Unexpected behavior of Dice Loss on extremely imbalanced binary segmentation

Hello everyone:

I’m currently working on a binary semantic segmentation task. The model takes as input grid-based rainfall data from the past three hours and predicts whether the rainfall at each grid point will exceed a certain threshold from 2 to 9 hours into the future (similar to afternoon thunderstorm forecasting).
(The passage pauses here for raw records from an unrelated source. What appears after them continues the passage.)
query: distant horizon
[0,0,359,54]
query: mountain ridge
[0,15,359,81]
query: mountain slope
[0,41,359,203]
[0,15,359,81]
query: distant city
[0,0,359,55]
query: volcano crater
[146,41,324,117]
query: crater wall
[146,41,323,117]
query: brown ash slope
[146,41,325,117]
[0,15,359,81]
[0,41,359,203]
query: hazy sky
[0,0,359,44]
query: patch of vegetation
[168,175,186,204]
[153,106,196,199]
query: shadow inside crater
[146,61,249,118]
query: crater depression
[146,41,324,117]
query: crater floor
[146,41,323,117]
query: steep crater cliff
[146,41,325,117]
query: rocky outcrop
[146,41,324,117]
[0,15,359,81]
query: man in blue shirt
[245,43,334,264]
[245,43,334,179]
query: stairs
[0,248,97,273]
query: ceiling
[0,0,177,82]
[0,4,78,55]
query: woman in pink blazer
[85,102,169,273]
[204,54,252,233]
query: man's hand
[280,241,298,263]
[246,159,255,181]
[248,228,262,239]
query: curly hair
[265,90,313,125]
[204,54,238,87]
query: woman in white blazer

This is a multi-channel output task where each pixel is a binary classification problem. The dataset is highly imbalanced, with a very low proportion of positive samples. I tested two datasets with different positive sample ratios:

Group A: 0.3% positive samples

Group B: 0.9% positive samples

The model I used is a U-Net. The loss function is Dice Loss, batch size is 4, and the optimizer is Adam. Below are my experimental results:

Group A:

Final CSI Score: 0.0018915347754955292

Final Recall Score: 0.4033149182796478

Final F1score Score: 0.0037759272381663322

Final Precision Score: 0.001896842964924872

Group B:

Final CSI Score: 0.002810424193739891

Final Recall Score: 0.016717325896024704

Final F1score Score: 0.005605095531791449

Final Precision Score: 0.003367003286257386

Below are my code:

from typing import Optional

import torch
from torch import nn

from kornia.core import Tensor
from kornia.core.check import KORNIA_CHECK, KORNIA_CHECK_IS_TENSOR
from kornia.losses._utils import mask_ignore_pixels
from kornia.utils.one_hot import one_hot

# based on:
# https://github.com/kevinzakka/pytorch-goodies/blob/master/losses.py
# https://github.com/Lightning-AI/metrics/blob/v0.11.3/src/torchmetrics/functional/classification/dice.py#L66-L207


def dice_loss(
    pred: Tensor,
    target: Tensor,
    average: str = "macro",
    eps: float = 1e-8,
) -> Tensor:
    
    KORNIA_CHECK_IS_TENSOR(pred)

    if not len(pred.shape) == 4:
        raise ValueError(f"Invalid pred shape, we expect BxNxHxW. Got: {pred.shape}")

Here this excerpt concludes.